= Andosini =

Ancient people of the Pyrenees

The Andosini (Greek: Andosinoi, Ἀνδοσίνους) were an ancient people of the southern Pyrenees. They are known almost entirely from a single sentence of Polybius, who reports that Hannibal subdued them in 218 BC during his crossing from the Ebro to the mountains at the start of the Second Punic War.

== Name ==
There are named as Andosinoi (Ἀνδοσίνους) by Polybius, who lists them among the peoples subdued by Hannibal on the march to the Pyrenees. Livy, whose version of the same campaign is the other main account of the events, leaves them out and names the Ausetani and Lacetani in their place.

The name is most likely not Celtic. Its first element, Andos- (also Andoss-), is well attested in the Aquitanian personal names of the Comminges, among them Andossus, Andossic and Andosinus. Joaquín Gorrochategui compares the ethnonym Andosini with the Aquitanian personal name Andosinus, a derivative of Andoss-.

== Geography ==
The Andosini lived on the southern side of the Pyrenees. Christian Rico places them in the small valleys of the Valira, which drains into the Segre, in the area of present-day Andorra. Falileyev locates them more generally in the central Pyrenees, on the Spanish side. Their nearest neighbours were the Airenosi of the upper Segre to the south and the Cerretani of the Cerdanya to the east.

== History ==
In 218 BC, at the start of the Second Punic War, Hannibal led his army from New Carthage towards Italy. After crossing the Ebro he reduced the peoples between the river and the Pyrenees, listed by Polybius as the Ilergetes, the Bargusii, the Airenosi and the Andosini. The fighting was heavy: by Polybius's figures an army that set out with 90,000 foot and 12,000 horse had been reduced to 50,000 foot and 9,000 horse by the time it reached the passes.

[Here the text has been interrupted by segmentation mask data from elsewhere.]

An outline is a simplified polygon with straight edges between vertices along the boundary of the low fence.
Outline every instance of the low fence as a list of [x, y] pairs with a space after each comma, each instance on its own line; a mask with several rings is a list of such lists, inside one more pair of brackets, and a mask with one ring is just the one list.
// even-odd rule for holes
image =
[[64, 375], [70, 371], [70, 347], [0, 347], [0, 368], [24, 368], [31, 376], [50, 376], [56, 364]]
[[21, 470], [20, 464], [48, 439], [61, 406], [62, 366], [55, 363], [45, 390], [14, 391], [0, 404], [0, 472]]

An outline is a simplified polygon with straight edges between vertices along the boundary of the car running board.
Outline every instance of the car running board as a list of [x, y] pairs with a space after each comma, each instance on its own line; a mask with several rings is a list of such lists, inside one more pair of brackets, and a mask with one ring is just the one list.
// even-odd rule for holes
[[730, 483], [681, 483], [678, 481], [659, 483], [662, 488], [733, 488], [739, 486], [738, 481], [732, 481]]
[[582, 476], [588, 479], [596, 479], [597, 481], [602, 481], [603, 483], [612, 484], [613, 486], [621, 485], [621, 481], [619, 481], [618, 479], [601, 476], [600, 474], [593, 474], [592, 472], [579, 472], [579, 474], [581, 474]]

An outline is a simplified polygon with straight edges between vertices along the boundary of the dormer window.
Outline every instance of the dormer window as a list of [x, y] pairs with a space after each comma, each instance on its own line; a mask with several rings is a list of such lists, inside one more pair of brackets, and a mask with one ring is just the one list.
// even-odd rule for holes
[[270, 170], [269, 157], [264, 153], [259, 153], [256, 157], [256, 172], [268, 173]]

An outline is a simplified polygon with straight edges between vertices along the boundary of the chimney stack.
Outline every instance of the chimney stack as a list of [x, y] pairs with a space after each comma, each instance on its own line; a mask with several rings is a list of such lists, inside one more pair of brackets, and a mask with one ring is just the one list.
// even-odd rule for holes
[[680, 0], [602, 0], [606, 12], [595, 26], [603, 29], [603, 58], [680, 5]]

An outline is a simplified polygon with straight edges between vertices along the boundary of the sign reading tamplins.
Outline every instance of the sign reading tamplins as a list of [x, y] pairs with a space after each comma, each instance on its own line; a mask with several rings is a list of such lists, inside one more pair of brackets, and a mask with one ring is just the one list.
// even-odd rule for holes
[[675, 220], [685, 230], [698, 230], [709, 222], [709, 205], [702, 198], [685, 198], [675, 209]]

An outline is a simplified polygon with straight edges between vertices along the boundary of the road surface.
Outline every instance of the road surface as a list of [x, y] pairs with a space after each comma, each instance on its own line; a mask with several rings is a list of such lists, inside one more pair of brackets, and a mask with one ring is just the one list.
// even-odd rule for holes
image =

The two main sources do not agree on this stretch of the march. Where Polybius has the Airenosi and Andosini, Livy names the Ausetani and Lacetani and says nothing of the two mountain peoples. The discrepancy is explained in different ways. Pere Bosch-Gimpera held that Livy had confused the Ausetani with the Andosini, while Francisco Beltrán Lloris argued that Livy had conflated two distinct episodes of the campaign. Rico instead proposes that Hannibal split his army, one column moving up the upper Segre past the Andosini while another took a more easterly route.